Meanwhile the urban industrial areas atrophied. The heavy hand of state control augmented by out of control unions that would strike at the drop of a hat made for stagnation. It is to Basu’s credit that he took these forces head on. In 1985 he pushed through the new economic agenda for the party.

Inspired by Deng Xiao Ping’s capitalist reforms in China he created state and private sector partnerships. In fact Basu was ahead of practices in the rest of India where in the same year Prime Minister Rajiv Gandhi took the first steps to open the country to the free market, multinationals and the latest imported technology. After economic liberalisation was introduced into India in 1991, Basu was among the first to create a new industrial policy.

But the party itself was often his main antagonist and over time the gap between him and his party widened. He could not overcome the backward, primitive attitude of his party in education that patronised mediocrity, destroying standards of excellence. The teachers’ union called the shots. Learning in English was regarded as elitism (although Basu sent his own children to upper crust English speaking schools).

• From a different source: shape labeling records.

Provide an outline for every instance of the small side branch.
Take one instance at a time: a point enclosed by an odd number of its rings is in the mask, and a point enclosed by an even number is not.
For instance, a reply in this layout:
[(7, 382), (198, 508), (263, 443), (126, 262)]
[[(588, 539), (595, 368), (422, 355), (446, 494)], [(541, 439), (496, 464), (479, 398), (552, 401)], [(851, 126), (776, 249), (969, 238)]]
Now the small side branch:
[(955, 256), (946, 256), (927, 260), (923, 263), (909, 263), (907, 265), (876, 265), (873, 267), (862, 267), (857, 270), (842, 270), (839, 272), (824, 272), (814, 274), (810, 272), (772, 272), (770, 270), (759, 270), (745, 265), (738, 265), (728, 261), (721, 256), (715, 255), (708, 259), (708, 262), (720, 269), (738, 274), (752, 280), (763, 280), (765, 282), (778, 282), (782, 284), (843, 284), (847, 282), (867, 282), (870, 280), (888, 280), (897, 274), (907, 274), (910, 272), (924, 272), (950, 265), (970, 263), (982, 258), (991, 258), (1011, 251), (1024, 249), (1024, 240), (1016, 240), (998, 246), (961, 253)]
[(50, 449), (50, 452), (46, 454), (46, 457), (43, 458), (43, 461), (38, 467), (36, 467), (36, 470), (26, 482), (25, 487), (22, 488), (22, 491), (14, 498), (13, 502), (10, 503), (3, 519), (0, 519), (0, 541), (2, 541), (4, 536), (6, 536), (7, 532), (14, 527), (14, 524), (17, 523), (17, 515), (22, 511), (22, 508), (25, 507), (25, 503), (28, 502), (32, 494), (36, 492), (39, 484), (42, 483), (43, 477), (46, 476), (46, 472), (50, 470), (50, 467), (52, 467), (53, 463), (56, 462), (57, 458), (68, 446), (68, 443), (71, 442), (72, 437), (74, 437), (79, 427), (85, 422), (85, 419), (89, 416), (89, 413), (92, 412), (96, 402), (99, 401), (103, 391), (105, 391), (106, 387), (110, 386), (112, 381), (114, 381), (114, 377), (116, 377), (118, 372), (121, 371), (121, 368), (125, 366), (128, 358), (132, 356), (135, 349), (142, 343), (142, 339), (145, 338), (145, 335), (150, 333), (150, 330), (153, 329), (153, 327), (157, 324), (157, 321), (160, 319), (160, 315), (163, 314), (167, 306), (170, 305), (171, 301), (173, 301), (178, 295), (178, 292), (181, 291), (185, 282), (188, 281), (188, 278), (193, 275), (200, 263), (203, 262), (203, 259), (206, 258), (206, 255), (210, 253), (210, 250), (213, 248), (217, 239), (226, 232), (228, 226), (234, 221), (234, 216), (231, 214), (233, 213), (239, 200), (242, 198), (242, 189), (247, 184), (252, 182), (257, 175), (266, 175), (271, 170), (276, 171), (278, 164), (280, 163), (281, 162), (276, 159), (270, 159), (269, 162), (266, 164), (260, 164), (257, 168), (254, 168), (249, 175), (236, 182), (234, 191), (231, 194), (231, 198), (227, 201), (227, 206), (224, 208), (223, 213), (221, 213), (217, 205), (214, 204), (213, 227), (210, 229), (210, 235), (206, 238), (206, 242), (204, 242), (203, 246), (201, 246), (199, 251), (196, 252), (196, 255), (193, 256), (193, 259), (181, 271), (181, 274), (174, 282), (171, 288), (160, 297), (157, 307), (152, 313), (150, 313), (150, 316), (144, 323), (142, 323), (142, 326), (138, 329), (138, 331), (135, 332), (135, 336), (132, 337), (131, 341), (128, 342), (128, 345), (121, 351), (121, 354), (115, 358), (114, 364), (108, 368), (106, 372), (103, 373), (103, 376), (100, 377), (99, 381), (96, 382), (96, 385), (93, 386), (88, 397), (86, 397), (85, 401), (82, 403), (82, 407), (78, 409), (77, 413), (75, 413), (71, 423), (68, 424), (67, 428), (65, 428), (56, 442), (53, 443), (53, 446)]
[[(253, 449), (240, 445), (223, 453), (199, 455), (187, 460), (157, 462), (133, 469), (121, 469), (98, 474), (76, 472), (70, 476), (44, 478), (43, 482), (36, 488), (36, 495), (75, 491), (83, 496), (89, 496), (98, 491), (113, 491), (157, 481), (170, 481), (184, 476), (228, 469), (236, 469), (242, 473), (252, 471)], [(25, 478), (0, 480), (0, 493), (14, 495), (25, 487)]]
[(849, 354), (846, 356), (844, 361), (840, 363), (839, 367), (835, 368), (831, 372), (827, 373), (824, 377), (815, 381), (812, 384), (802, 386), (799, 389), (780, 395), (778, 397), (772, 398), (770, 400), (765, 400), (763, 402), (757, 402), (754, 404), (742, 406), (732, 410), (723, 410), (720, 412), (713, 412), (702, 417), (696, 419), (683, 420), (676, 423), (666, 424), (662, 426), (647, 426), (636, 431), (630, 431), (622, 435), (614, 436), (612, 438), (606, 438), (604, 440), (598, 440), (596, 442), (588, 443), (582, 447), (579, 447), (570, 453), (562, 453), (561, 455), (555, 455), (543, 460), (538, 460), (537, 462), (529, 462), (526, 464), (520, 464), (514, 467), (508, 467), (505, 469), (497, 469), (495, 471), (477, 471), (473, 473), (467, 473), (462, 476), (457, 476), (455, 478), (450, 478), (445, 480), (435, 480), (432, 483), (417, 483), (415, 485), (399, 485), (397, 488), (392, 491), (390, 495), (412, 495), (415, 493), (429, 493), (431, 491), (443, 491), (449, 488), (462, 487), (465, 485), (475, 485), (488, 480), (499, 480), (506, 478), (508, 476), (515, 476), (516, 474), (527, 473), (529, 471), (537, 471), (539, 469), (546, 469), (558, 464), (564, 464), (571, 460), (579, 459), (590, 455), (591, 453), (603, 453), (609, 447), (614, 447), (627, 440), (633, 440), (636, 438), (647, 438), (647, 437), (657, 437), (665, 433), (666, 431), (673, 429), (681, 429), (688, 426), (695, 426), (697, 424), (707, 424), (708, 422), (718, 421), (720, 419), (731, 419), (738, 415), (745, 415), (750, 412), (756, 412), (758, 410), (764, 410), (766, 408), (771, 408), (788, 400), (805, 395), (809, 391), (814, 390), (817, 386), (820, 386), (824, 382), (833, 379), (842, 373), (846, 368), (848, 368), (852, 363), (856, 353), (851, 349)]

During Basu’s tenure some of the best educated Bengalis left Kolkata for pastures elsewhere. Not until he retired in 2000 was his successor, Buddhadeb Bhattacharjee, able to start to make the deep transformation that West Bengal and Kolkata desperately needed in order to succeed in the modern age- and partly succeeded it has even as communist rule shows up the serious defects that will probably push it into the political wilderness next year.